I had six carrot cakes baking. Vaguely aware I was hyperventilating, I began crossing the room to take them out of the oven, when I felt his breath on the back of my neck. He touched my shoulder, traced a line down my spine to my waist. If I hadn’t bitten my tongue I’d have moaned out loud. As it was, my traitorous body shuddered with unmistakable, horrible, pleasure. “You can always tell a true saint,” he whispered, “by how long and how hard he resists.”
I wheeled around, confused and desperate. Because the words were his, the breath, the touch—but the voice was Stephanie’s! And it was she who was standing there, grabbing my belt loops. She narrowed her mean little eyes, released me abruptly, and said, “Go on.
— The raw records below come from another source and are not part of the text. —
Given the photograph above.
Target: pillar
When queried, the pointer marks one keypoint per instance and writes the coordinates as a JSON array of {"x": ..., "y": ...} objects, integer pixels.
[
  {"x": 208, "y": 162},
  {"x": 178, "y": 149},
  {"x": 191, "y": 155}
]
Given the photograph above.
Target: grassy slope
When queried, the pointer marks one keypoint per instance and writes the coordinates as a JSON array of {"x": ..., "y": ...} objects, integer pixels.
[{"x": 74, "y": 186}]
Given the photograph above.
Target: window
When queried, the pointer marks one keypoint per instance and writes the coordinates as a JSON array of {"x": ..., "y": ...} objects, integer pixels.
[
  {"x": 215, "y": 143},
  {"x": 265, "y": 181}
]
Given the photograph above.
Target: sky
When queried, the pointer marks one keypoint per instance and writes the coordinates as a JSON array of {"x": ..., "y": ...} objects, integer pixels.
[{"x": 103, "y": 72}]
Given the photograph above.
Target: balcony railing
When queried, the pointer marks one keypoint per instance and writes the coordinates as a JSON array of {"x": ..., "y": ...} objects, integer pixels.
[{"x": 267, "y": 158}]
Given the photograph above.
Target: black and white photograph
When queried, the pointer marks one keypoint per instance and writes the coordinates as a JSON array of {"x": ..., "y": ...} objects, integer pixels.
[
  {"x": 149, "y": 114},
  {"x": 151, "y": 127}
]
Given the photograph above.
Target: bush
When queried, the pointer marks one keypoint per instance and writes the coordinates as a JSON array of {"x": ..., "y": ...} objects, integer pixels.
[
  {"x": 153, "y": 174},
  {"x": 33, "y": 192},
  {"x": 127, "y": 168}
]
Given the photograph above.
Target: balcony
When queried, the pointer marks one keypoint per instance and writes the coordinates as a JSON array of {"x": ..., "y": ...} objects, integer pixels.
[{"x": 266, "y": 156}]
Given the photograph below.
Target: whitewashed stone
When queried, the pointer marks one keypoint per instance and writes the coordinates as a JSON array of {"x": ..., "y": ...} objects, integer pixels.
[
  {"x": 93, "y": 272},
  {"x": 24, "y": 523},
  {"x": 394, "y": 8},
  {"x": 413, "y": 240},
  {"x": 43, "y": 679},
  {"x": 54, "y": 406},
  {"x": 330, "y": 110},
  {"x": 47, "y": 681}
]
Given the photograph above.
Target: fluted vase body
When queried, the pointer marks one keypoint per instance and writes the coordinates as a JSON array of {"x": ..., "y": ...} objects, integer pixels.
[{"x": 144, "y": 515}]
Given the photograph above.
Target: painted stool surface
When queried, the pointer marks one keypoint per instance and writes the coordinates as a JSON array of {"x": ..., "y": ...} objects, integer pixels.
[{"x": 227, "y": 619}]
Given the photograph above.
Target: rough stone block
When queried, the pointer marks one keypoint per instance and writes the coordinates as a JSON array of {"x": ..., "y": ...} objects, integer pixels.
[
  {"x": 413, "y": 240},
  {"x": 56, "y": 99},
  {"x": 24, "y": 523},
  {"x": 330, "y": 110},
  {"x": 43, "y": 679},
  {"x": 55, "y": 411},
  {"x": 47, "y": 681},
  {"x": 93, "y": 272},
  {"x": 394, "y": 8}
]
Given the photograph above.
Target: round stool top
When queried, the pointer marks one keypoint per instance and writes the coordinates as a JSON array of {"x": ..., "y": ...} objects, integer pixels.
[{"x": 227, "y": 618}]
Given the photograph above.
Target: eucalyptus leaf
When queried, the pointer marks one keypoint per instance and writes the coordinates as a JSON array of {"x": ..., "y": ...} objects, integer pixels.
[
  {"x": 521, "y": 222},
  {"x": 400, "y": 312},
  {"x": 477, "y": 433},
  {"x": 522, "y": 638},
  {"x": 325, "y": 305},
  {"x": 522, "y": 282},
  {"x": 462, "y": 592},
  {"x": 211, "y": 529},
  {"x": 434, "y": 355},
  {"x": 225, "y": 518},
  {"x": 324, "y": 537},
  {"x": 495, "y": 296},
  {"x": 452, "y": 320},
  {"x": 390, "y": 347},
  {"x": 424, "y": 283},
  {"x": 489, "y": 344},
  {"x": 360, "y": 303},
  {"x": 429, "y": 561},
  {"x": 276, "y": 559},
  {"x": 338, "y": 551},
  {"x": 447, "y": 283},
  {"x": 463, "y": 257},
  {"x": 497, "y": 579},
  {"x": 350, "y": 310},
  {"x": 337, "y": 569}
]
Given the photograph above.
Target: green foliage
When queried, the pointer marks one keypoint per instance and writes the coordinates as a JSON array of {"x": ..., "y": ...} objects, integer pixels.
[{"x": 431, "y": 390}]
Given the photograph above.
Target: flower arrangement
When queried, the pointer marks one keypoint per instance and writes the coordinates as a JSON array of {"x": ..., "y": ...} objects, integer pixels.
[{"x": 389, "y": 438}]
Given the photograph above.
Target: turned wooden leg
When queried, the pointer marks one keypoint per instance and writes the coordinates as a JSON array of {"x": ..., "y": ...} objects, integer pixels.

March on out there, Malcolm. Be a man, and just—ask.”







chapters 20, 21 and 22

3 comments:

Dan Leo said...

Ha -- easy for a woman to say "Be a man"!

Unknown said...

That is funny, Dan. When I was a kid my dad would tell me to "be a man" meaning "get tough." What fun it would have been were I able to obey his command: presto, chango, Hey, look! I'm a man! Sadly, I grew up ill-equipped and possibly disinclined for ordinary gender bending: something he refuses to comprehend even when I explain it to him.
I may have told my daughter "be a woman," meaning "live with it" but I can't recall a specific incident. "Be a woman" as far as I know, isn't a common expression-- yet.

Peter Greene said...

Ah, most pleasing diner tension. What a pleasure to find that the internets are still furnished with flashing by's goods after my long absence. Reliable. Praiseworthy, even.